Address
- 405 School Avenue Carlton, Minnesota, 55718 United States

District information
- Type: Public
- Grades: PreK–12
- NCES District ID: 2707590

Students and staff
- Students: 398
- Teachers: 34.21
- Staff: 33.89
- Student–teacher ratio: 11.63

Other information
- Website: www.carlton.k12.mn.us

= Carlton School District =

School district in Minnesota, US

Carlton Independent School District 93, also known as Carlton School District or Carlton Public Schools, is a school district headquartered in Carlton, Minnesota. It operates two schools: South Terrace Elementary School (PK-5) and Carlton High School (6-12).

Entirely in Carlton County, it serves most of Carlton, much of Big Lake, and a small section of Cloquet.

==History==

The District #15 district was created on a date prior to February 2, 1913, and merged with Wrenshall at around this time period. Circa 1951 it became District #2 as it merged with the Sawyer district. It received its current formal name circa 1957.

In 2019 the Carlton district and the Wrenshall School District were in talks on the possibility of consolidating. By September 2020 a study was released stating that if Carlton and Wrenshall consolidated, the taxpayer in the former Carlton zone would pay two and one half times the rate that a Wrenshall zone taxpayer would. Some legislation that would have facilitated the merger was, in 2020, not passed by the Minnesota Legislature. Additionally the compositions of the school boards changed.

The two school boards chose not to hold further discussions on consolidation after February 2021. That month Carlton began discussing with Cloquet Public Schools the possibility of an agreement to send high school students to Cloquet. The Carlton district was also working on its own referendum for new facilities.

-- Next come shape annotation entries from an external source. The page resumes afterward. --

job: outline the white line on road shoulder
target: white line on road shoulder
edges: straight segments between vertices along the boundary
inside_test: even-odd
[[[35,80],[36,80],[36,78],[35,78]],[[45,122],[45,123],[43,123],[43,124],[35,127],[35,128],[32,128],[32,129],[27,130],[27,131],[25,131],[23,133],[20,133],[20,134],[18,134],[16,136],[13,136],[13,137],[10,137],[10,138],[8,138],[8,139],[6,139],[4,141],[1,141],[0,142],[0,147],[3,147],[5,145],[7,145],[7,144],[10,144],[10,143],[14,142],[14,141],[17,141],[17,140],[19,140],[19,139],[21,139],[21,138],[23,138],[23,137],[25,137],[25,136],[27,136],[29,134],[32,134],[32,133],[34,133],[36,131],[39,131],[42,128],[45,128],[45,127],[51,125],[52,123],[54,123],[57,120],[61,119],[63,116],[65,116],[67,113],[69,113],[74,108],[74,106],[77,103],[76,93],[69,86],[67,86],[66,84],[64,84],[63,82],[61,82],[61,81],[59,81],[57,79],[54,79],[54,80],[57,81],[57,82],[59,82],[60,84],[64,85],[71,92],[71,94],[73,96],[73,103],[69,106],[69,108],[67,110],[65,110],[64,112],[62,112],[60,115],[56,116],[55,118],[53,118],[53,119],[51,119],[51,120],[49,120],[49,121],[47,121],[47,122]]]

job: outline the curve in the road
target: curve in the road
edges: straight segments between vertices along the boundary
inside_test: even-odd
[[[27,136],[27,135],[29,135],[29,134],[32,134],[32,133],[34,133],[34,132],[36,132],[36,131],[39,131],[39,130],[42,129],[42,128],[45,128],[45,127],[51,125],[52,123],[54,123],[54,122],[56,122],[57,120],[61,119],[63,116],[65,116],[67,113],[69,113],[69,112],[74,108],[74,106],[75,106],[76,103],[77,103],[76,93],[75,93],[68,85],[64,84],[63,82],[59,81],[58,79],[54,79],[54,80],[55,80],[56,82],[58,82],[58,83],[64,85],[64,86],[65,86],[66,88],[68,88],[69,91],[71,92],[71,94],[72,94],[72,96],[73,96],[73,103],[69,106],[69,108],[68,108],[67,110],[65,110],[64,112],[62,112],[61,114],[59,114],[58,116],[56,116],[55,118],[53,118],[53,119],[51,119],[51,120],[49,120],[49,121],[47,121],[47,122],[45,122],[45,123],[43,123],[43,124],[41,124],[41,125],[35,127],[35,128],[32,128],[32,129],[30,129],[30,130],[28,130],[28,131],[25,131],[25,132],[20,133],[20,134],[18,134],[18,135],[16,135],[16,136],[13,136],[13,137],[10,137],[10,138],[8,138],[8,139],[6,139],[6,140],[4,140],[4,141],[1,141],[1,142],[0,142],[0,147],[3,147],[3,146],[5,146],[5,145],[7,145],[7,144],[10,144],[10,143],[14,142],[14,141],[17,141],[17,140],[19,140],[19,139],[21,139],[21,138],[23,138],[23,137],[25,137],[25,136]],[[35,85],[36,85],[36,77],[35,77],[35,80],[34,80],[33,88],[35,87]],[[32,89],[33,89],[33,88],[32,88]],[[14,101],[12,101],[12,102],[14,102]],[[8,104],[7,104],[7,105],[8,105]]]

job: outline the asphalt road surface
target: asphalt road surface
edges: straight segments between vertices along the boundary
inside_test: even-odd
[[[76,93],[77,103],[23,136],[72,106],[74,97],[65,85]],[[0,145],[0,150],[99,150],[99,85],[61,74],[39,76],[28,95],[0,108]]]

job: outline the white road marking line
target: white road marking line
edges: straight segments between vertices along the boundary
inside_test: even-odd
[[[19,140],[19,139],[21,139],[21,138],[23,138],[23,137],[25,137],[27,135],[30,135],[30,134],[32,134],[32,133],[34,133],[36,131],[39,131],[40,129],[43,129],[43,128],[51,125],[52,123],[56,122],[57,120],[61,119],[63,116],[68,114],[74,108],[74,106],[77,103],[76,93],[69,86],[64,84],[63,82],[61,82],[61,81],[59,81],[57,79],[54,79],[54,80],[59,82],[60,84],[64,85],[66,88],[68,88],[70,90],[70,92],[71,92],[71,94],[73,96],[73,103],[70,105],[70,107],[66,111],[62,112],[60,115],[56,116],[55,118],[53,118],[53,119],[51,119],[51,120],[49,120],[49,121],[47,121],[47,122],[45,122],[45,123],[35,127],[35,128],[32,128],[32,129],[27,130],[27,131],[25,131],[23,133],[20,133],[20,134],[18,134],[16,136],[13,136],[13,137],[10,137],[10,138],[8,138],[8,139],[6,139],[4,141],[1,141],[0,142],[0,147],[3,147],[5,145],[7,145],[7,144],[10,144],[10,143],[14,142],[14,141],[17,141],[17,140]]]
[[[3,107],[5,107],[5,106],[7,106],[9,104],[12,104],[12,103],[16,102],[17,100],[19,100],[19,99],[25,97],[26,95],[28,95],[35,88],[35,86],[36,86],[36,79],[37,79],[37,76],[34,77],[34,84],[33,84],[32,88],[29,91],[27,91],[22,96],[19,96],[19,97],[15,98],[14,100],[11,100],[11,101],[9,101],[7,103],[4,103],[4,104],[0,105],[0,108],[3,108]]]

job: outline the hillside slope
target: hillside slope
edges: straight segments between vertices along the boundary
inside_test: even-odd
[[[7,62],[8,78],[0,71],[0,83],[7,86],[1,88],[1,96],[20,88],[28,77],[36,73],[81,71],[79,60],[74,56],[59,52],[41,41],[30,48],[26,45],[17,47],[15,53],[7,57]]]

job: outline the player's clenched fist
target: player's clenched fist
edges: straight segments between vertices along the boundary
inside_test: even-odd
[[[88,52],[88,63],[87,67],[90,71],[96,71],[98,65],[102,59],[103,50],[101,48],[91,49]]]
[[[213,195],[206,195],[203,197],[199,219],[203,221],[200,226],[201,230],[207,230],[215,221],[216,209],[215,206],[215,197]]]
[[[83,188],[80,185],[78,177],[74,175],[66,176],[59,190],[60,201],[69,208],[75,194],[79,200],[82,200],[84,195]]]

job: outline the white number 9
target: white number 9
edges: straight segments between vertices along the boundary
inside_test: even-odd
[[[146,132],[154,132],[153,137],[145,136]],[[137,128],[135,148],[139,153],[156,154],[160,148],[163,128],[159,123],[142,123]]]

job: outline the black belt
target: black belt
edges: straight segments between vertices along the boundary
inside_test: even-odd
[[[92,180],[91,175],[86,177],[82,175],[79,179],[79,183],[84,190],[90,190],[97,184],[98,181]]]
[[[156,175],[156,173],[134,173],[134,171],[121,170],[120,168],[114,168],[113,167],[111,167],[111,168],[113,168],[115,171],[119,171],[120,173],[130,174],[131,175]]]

On June 21, 2021, the Carlton School Board stated that it no longer wished to consolidate with Wrenshall and that it was considering using the South Terrace campus as a single K-12 site and/or consolidating with the Cloquet or Barnum school districts. Carlton, in July 2021, was still negotiating with Cloquet. In 2026, the districts merged to form Carlton-Wrenshall School District.

==Student body==
As of 2021 it had about 500 students, with about 33% being eligible for free or reduced price lunches and 16% of students having Native American ancestry.

==Athletics==
The Carlton and Wrensall school districts have a shared athletics team. By August 2021 the fact that Carlton was now in negotiations with Cloquet over a tuition agreement could impact the Carlton-Wrensall team.